A Japanese financial institution has become the first in the world to install iris-scanning automatic teller machines (ATMs).
Takefuji Corp, a consumer loan company, has become the first commercial institution in the world to install iris scans as a means to check a person's identity so now, that glint in your eye may now have the colour of money.
Forget access codes, forget high-tech chip cards -- to get the latest loan in Japan all you have to do is stare at the automatic teller machine (ATM).
The process is simple.At the shop counter,you register a snapshot of your eye, which is promptly recorded into the computer's database.Once that's done, type in your birth date at the cash dispenser and look into the scanning cameras.It takes only two seconds for the computer to check your iris and in a blink of an eyelid, your cash is ready.
The technology, called iris-based biometrics identification, actually originated from the U.S.however in 1995, Oki Electric Industry bought the rights, and first put it to use during the Nagano Winters Olympics of 1998 as part of the game's security measures.
The iris is aptly suited for such use as no two irises are alike.In fact, this system is considered even more accurate than fingerprint or palm print technology with a potential error rate in ID checks estimated at one in 10 billion.

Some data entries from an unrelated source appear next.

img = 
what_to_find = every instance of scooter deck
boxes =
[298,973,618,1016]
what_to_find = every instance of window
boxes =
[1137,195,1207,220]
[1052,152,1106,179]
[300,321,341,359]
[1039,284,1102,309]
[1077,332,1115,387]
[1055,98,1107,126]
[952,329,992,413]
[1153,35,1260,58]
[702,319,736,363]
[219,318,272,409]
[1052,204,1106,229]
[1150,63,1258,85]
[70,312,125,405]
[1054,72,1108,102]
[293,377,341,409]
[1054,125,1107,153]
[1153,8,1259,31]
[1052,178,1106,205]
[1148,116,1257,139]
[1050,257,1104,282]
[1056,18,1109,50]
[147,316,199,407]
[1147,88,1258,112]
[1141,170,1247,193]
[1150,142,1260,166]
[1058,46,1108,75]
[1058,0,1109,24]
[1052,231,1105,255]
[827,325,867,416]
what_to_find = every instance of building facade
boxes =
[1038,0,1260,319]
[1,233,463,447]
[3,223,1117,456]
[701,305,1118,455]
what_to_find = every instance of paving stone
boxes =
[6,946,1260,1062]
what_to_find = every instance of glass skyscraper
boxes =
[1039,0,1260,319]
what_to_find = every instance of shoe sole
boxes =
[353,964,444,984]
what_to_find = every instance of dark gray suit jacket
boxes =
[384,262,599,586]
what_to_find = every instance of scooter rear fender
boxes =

"We, at Takefuji, installed these machines in order to prevent (frauds and scams) and to make ATMs more user-friendly," said Takefuji's Kenichi Nagashima.
Takefuji Corp is now looking at expansion.It has installed six iris scan machines in major cities nationwide and plans for it to eventually replace all its ATMs.